As a parent, you will need to make many difficult decisions concerning what is best for your own child. One of those decisions concerns what your child will eat on a daily basis. Many vegan parents wonder if their vegan diet is best for their child. What these parents need to seriously consider is if they are ready to face the challenges associated with raising vegan kids. The following are some of the most important issues and obstacles facing vegan parents today.
Does One Diet Fit all People?
Many times, vegan parents ultimately want their children to eat as they do, for a variety of reasons. This can be the source of a bit of frustration for some, as not all children will take to a vegan diet immediately. Just the same, not all children will take to a meat-heavy diet. To determine if a vegan diet is right for your child, it is important to monitor their reactions to the foods you present. If your child does well on a vegan diet, then it makes sense to feed them what works. If you notice that your child is not handling a vegan diet so well, you might need to make some adjustments. As a parent, it is up to you to decide if your child is faring well on a vegan diet or not.
Healthy fats, which include monounsaturated and polyunsaturated fats, are essential parts of the human diet. This is why these fats, which can be found in many vegan foods, should play a significant role in any healthy, child-friendly diet. Without these critical fats, it becomes next to impossible for the human body to absorb fat-soluble vitamins. A nurse who earned their master of nursing online says this means that a vegan diet must be rich in healthy fats to serve as a healthy option for your child. Coconut oil, palm oil and avocados—all rich in healthy fats—are favored by many vegan parents for this reason.
Will My Child Get Enough Vitamin B-12 on a Vegan Diet?
It used to be that the concerns over children eating vegan centered primarily on getting enough Vitamin B-12 into a child's diet. With advancements in modern supplementation methods, sources of B-12, especially those containing the most potent forms of B-12, are so easy to acquire that most vegans no longer harbor this concern.

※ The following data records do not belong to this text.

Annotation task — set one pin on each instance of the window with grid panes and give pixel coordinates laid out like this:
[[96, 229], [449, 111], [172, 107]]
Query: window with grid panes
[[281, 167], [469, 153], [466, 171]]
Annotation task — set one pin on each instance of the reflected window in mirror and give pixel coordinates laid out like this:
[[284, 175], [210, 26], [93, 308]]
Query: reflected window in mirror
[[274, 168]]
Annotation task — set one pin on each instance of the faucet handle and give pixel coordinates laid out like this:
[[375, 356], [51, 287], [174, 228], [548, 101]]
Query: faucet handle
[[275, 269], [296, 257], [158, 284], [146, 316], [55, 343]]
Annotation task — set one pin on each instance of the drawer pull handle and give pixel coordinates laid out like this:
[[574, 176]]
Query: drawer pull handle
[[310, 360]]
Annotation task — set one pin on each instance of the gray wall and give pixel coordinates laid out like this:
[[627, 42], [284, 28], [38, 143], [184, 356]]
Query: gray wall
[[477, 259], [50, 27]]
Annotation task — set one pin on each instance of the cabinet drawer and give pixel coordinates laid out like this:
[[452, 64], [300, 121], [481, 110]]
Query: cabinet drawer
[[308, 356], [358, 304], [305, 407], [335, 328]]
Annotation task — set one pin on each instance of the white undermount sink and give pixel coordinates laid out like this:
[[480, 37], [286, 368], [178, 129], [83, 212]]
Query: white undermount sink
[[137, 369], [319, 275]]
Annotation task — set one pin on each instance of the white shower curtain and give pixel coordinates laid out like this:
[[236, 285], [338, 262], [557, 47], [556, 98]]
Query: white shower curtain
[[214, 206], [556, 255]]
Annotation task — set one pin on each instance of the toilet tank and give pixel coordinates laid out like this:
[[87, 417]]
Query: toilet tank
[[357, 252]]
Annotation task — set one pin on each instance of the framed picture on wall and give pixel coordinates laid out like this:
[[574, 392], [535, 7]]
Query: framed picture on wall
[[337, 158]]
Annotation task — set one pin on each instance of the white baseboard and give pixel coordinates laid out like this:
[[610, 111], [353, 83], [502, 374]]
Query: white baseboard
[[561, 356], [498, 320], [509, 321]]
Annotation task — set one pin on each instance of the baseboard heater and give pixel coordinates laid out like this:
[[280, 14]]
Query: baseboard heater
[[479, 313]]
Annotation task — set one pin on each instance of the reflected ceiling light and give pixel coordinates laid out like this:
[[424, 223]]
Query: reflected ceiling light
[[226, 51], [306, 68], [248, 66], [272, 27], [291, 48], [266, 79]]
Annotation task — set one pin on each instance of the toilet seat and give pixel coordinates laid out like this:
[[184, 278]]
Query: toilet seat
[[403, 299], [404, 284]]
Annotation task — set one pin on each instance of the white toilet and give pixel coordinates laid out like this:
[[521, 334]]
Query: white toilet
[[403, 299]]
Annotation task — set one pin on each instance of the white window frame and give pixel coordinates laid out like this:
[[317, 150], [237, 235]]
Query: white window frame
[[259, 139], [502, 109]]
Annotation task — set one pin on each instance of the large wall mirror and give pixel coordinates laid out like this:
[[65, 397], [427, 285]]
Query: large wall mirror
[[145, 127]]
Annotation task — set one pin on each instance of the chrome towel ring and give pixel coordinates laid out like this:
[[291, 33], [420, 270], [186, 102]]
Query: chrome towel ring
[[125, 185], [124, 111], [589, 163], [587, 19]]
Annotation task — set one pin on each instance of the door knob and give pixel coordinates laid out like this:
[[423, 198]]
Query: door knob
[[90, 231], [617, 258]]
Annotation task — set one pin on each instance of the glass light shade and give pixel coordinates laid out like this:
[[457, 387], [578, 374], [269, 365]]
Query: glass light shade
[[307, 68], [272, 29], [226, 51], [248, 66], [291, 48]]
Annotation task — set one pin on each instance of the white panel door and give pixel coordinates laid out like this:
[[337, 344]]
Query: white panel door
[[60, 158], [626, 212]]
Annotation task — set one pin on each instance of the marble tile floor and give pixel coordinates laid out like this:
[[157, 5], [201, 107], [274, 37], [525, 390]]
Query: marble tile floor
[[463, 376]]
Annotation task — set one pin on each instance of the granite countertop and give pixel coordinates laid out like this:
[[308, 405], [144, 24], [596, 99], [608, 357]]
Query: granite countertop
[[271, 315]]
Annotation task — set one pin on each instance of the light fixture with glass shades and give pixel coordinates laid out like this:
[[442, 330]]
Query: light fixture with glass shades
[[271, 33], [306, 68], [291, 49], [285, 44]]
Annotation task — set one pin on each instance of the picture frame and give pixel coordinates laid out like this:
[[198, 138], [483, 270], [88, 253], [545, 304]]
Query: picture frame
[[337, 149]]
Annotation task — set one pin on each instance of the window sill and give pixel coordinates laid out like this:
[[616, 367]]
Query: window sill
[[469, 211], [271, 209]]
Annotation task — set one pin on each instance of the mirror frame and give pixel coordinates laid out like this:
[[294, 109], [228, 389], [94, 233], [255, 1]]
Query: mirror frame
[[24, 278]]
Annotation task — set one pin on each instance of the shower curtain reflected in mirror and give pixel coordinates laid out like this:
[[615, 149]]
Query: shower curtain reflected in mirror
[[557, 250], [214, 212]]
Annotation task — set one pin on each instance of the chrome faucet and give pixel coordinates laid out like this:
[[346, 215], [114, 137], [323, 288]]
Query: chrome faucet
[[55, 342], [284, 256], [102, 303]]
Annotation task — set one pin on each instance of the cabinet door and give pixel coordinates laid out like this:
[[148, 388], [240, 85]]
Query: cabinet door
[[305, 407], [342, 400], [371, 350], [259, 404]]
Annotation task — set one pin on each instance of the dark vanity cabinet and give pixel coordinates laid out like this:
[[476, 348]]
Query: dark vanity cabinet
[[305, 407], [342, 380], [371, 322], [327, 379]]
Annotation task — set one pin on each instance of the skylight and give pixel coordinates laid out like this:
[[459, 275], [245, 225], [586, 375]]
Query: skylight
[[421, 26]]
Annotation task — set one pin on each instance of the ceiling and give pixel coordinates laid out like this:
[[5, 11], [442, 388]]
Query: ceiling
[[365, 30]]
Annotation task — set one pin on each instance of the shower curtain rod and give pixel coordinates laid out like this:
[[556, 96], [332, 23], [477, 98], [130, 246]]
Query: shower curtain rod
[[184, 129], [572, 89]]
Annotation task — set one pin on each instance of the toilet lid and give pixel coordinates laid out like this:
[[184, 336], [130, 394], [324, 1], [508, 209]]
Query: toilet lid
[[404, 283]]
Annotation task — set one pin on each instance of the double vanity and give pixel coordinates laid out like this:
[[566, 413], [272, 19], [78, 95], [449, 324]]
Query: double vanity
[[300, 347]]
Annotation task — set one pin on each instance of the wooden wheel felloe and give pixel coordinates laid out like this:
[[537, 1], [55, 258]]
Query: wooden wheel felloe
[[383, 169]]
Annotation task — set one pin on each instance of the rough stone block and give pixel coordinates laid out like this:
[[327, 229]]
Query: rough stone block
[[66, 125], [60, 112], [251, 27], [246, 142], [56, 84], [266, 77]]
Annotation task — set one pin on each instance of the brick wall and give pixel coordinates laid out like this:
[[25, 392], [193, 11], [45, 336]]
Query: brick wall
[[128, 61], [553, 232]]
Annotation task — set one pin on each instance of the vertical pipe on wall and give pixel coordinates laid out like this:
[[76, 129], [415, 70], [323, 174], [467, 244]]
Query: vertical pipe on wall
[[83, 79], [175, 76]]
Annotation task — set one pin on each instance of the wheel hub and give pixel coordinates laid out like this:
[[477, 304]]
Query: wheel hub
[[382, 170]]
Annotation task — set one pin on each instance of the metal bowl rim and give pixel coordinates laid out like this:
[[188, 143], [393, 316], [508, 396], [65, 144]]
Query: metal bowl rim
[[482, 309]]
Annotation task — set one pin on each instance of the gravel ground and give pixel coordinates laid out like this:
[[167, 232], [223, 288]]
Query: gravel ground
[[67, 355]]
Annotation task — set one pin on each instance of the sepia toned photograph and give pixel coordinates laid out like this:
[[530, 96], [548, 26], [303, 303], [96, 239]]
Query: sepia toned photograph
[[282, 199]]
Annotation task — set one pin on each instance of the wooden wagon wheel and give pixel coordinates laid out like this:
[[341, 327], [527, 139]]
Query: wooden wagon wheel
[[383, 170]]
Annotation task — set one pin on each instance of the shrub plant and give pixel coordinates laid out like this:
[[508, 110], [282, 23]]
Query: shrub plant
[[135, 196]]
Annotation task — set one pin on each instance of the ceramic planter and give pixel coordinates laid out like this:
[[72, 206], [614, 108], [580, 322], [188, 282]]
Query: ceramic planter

According to The Vegetarian Resource Group, incidents in iron deficiencies among vegans are no more or less common among vegans than among the rest of the general population. What is a concern, however, is children whose iron needs are greater than others. Because the easier-to-absorb heme iron of a meat diet is not present in plant sources, it is important to make certain that these vegan children eat foods high in non-heme iron, like spinach and beans. It is also important that these children get adequate amounts of vitamin C to help them absorb the iron in the plant-based food they eat.
If you are considering placing your child on a vegan diet, it is advisable to be intimately aware of the nutritional demands of their body. A nutrient-dense diet is the key to optimized health, no matter what the diet is called. Children tend to like to eat specific foods and not broaden their palate. This is perhaps one of the issues parents deal with most in a vegan diet. Ensuring that your child is getting a wide variety of different kinds of foods in their vegan diet will help to provide them with all the nutrients they need to stay healthy.